Israel is, he thinks, a “foreign body” and its an existence an insufferable injustice to Middle Eastern Muslims in general. Now, the Muslims in Saudi Arabia and Iran are hurt by this “graft” exactly how? This little country on the edge of the region denies them justice how? The injustice is so great that it drives them to violence why?

None of this is really plausible, or if it is, the archbishop is saying that the Muslims are barbarians or children who can’t control their irrational reactions and can’t accept the realities the grown-up accepts. It didn’t take Britain 61 years to accept that the colonies were now an independent nation. Israel is there. It’s not going away. It’s not bothering you. As the kids say: Deal.

Let’s accept for a moment the archbishop’s image of Israel as a “foreign body.” In its effect on the Muslim’s life, Israel is much more like a piece of shrapnel that can’t be removed but causes no harm than like a graft that won’t take.

The normal man forgets about it. Out of sight, out of mind. Think how pointless complaining about it would be and how weird you’d think the man who felt his life blighted because he had a piece of shrapnel in his leg that didn’t affect him at all. You would suspect he had other problems he had displaced onto the shrapnel.
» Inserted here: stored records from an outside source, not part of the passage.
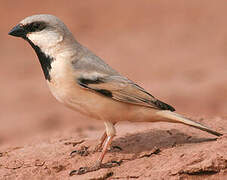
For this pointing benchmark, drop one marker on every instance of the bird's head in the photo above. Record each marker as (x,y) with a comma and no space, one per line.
(44,31)
(48,36)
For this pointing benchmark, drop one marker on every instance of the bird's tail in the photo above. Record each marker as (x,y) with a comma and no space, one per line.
(177,118)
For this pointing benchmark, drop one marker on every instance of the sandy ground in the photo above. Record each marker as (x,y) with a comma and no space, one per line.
(175,50)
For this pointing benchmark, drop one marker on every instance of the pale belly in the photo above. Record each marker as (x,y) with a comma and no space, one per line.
(99,107)
(65,89)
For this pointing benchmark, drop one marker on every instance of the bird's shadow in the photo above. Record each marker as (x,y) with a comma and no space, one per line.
(162,139)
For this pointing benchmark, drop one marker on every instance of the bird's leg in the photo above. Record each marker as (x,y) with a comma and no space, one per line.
(110,133)
(101,141)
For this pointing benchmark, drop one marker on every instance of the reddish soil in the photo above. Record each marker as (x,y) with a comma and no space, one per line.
(176,50)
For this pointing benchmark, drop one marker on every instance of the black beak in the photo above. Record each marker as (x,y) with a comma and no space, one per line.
(18,31)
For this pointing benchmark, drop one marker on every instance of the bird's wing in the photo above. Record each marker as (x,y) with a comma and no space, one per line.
(95,75)
(121,89)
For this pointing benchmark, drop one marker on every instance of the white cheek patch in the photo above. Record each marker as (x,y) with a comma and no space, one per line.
(45,39)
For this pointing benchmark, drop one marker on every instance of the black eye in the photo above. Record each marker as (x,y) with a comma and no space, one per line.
(35,26)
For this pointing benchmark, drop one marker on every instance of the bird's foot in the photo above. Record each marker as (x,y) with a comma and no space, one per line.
(98,148)
(84,170)
(83,151)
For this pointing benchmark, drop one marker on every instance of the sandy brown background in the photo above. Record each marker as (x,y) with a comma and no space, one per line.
(176,50)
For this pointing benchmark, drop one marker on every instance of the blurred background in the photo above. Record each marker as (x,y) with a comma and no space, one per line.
(176,50)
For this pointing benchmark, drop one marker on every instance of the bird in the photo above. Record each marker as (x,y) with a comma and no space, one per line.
(83,82)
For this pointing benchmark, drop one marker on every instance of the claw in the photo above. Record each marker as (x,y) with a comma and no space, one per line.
(84,170)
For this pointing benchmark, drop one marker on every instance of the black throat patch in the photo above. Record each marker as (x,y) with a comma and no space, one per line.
(44,60)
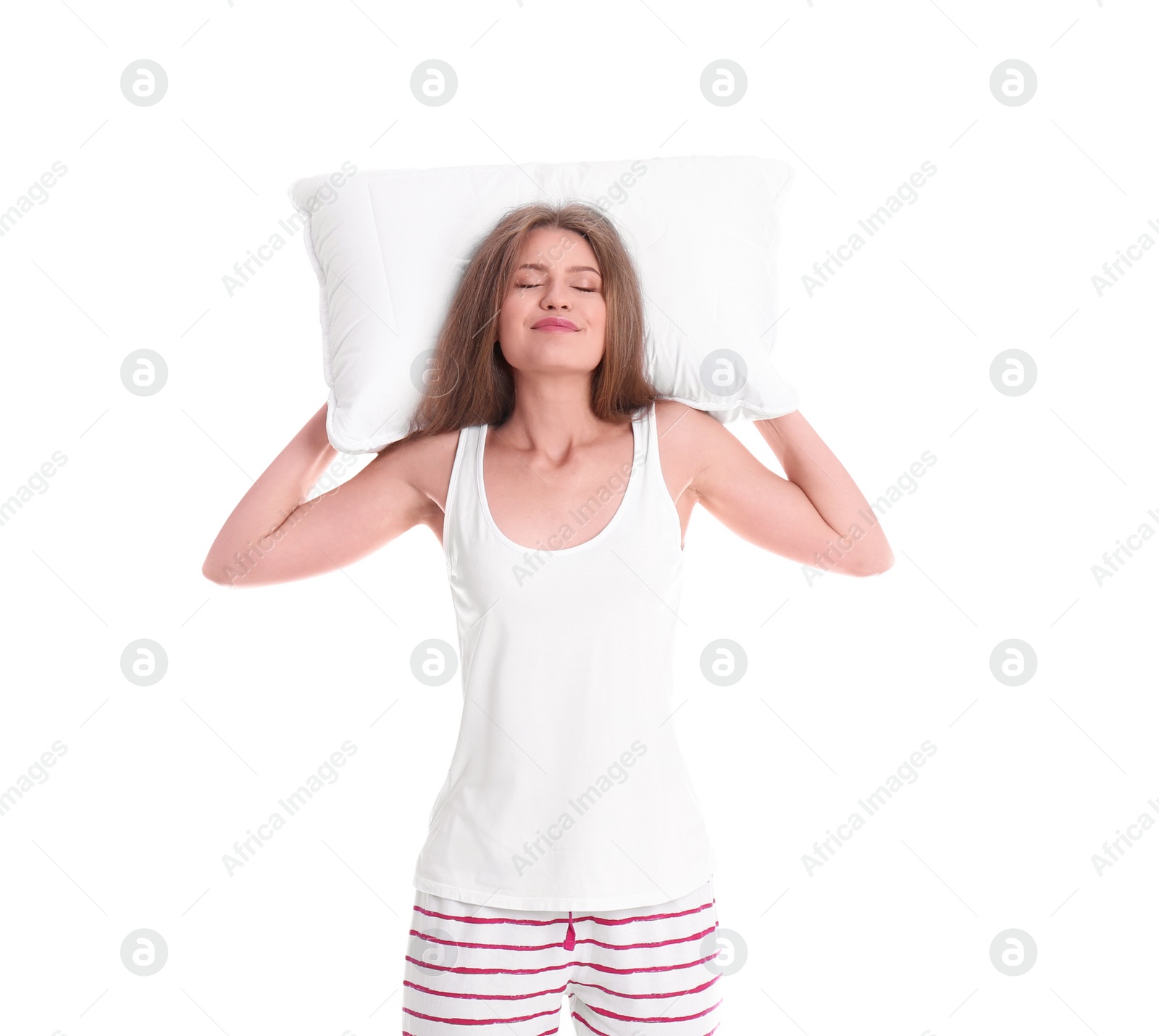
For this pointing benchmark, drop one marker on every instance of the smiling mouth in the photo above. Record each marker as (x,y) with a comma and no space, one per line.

Update: To be fair to the archbishop, he doesn’t use the term “foreign body,” but his image of the graft the body cannot assimilate means the same thing, and “subject to” implies a graft imposed upon it that it did not want. Update II: Being overly trusting, I responded to a friend who told me that the archbishop didn’t use the term “foreign body” and corrected myself without checking my friend. Never mind Update I.